Wade in the Water
Colorado's governor and lieutenant governor have waded into the fight over the proposed Animas-La Plata water project in southwestern Colorado. And some of those opposed to the project see the move as a step toward a pared-down version of the oft-delayed government endeavor.
After Governor Roy Romer sat down with the two sides in separate conferences last month, a joint meeting was scheduled for October 9 to begin negotiations between the warring parties. Invitations have been extended to, among others, Senator Ben Nighthorse Campbell, a staunch supporter of the plan, and Secretary of the Interior Bruce Babbitt, whose department oversees the Bureau of Reclamation, which hopes to build the project.
Project opponents on the invitation list include the Sierra Club Legal Defense Fund, the Southern Ute Grassroots Organization, the Colorado Rivers Alliance and a group called Taxpayers for the Animas River. Invited proponents include the Southern Ute and Ute Mountain Ute tribal councils, area water-conservancy district representatives, and land developers and farmers who would benefit.

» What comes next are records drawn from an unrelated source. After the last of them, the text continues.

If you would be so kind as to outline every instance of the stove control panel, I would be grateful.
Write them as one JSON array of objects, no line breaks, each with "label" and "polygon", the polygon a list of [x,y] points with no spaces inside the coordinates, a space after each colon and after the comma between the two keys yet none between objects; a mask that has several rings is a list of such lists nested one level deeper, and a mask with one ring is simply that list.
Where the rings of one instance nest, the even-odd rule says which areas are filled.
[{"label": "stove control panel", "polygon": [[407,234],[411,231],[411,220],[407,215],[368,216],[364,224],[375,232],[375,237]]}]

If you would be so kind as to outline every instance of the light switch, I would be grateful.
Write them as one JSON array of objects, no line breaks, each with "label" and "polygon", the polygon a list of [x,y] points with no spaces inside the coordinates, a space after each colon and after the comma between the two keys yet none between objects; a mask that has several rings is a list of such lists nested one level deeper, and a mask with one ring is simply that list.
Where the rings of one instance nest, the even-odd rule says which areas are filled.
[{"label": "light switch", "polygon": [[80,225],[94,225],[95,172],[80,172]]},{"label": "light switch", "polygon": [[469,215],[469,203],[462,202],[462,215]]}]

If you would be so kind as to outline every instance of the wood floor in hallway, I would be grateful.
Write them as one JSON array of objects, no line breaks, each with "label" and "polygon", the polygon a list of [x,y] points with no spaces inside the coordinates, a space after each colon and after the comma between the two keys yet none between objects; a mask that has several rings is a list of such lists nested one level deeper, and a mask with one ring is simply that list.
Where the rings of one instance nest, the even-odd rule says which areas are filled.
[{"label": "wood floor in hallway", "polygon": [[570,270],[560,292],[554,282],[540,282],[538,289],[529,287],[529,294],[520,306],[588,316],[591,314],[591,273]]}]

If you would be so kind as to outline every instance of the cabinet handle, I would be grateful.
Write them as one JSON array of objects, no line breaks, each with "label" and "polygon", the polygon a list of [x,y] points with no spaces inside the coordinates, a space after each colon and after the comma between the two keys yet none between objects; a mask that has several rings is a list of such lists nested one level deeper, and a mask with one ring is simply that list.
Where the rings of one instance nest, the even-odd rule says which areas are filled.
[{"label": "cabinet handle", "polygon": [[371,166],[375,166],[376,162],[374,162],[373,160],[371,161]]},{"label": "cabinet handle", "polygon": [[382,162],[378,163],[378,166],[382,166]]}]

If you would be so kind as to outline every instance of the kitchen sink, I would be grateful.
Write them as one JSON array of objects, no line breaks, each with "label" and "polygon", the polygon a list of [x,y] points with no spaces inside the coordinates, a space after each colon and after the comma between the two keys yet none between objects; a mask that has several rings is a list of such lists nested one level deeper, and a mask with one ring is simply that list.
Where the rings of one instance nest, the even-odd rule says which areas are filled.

Those in favor of the estimated $710 million project contend that its completion is necessary to fulfill agreements between the state and federal governments with the two Ute tribal councils over their rights to one-third of the water in the Animas and La Plata rivers. Those opposed note that under the only government-funded phase of the plan, the Indians wouldn't get any water delivered to their reservations. They say it is a boondoggle meant to benefit Durango-area land developers and white farmers and ranchers.
As currently proposed, the plan also violates numerous environmental and land-reclamation laws, says Lori Potter, an attorney for the Sierra Club Legal Defense Fund. The Sierra Club has successfully delayed the project since 1990 through a series of lawsuits on a variety of grounds, including violations of the Endangered Species Act, the project's questionable economic benefits and the Bureau of Reclamation's repeated violations of public-comment statutes.
Despite its own reports that the project is economically unfeasible, the bureau continues to push for it, Potter says, "because it's like the million-ton tanker that can't turn around for several lifetimes. They have a lot of people and institutional resources invested in wanting to see this 'last of the big water projects' built."
Potter, who recently joined a private firm but has been retained by the defense fund and the taxpayers' group to represent their interests, says she welcomes the intercession of the governor's office. Lieutenant Governor Gail Schoettler, who also heads the Colorado Commission on Indian Affairs, will preside over the October meeting.
Attorney Sam Maynes, who represents a Durango water-conservancy district and who, as the attorney for the Southern Ute tribe, has been one of the most outspoken proponents of the project, didn't return calls from Westword. According to some of those on the invitation list, participants were asked not to talk about the meeting beforehand. However, the meeting will be open to the public.
James Doyle, a spokesman for Senator Campbell, said he isn't sure if the senator, who recently broke his arm in a motorcycle accident, will attend the meeting. "But a representative will be there," Doyle adds. Campbell recently saved a $10 million appropriation to begin preliminary construction of the project after members of the House of Representatives voted to eliminate it.
In its current form, Phase I of the plan would cost about $450 million and would involve the construction of a pumping station on the Animas River--which runs through Durango and then south through the Southern Ute reservation--to pump water hundreds of feet uphill into a reservoir. From there, a series of pipes and canals would deliver water to farmers and developers, but it would not go to the reservations. The tribes would get water only under Phase II, which has no provisions for taxpayer-supported funding.
Potter says opponents of the project will not go into the meeting with a set agenda--except that they don't want the project as currently envisioned. There are other alternatives, she says, including a scaled-down version that addresses only Indian water rights, as well as a plan by which the Indians could be given the right to market water already held in federal reservoirs or to market power generated at other facilities, without a facility being built.
Leonard Burch, chairman of the Southern Ute tribe, says the Southern Utes want to develop their lands and that they need water, not money, to do so. But Potter says it's time for proponents of the project to do a "reality check."
"I don't think Congress is going to support spending that kind of money for a few pinto-bean farmers and land developers who want to build trophy homes," she says.
Schoettler says the two sides are going to have to reach a compromise and that some version of the project is likely to be built.
"If everything goes well, we'll work out an agreement on how to move forward that resolves the Indian water-rights requirements," says Schoettler. But, she concedes, the two sides are far apart, and reaching an agreement will be "difficult."
Schoettler describes her role as "mediator and facilitator." She says she performed a similar function and "kept the parties at the table" to work out agreements on environmental cleanup issues at both the Rocky Mountain Arsenal and the Rocky Flats nuclear-weapons plant.